CeLaVi is built using HTML5, Ajax, jQuery, CSS and the
visualisation libraries D3.js and Plotly.js. It does not need to
be installed and has been tested on the following browsers and
OS:
OS | Version | Chrome | Firefox | Safari |
Linux | Ubuntu 16.04 | 87.0.4280 | 83.0 | n/a |
MacOS | 10.15.2 | 87.0.4280 | 83.0 | 13.1.2 |
Windows | 10 | 87.0.4280 | 83.0 | n/a |
To visualize a Cell Lineage Tree and relate it to a 3D cell map, the user needs to provide two files: 1) Cell lineage tree file and 2) 3D coordinates file. Below we explain how to upload these files and what is the specific format for each.
The tree file needs to be uploaded either in Newick or Json format.
To upload a tree file, click the "Upload tree (select format)" box and
choose the file to upload. If the selected file has a correct
extension, i.e. “.nw” or “.newick” for newick or “.json” for json
files, the tree will automatically be shown.
For lineage tree files containing branch length information (timing of
cell divisions) a dialog box will appear allowing the user to specify
how branch lengths should be plotted: if branch lengths represent time
to the parent node the user should write "relative" in the dialog box
and then click on “OK”. If they represent time from the root, then the
user needs to write "absolute" and then click “OK”. If the user clicks
on “Cancel” instead, branch lengths will be ignored.

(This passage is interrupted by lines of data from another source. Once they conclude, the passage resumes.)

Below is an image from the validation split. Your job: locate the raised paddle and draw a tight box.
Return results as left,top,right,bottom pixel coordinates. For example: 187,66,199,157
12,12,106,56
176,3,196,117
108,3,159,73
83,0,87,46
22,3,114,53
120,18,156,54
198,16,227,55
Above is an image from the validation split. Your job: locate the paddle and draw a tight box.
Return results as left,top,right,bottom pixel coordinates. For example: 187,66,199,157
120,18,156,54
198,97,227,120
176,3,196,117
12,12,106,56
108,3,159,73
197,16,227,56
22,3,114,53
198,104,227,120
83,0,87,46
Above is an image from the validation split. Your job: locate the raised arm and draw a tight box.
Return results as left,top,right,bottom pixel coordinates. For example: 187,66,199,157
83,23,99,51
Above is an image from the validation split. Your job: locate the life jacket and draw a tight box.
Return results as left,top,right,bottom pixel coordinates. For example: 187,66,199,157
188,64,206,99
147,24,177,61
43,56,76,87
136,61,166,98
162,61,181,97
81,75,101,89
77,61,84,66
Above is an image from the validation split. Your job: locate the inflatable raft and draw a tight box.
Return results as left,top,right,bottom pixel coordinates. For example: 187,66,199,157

For more details on the structure of the input files please download
the Test Files.
Below we show in a schematic diagram how the same tree would be encoded
in a json file usign either the "relative" or "absolute" mode. After
selecting the approapriate mode, the tree depicted is the same.
The file containing the 3D coordinates of the cells must contain a table in comma- separated-value (csv) format. The first line is a header or descriptor line, which specifies the column’s identity as “cell”, “X”, “Y”, and “Z”. Each subsequent line corresponds to one cell. The first column contains the cell ID, and the next columns are the three coordinate values (X,Y and Z, respectively).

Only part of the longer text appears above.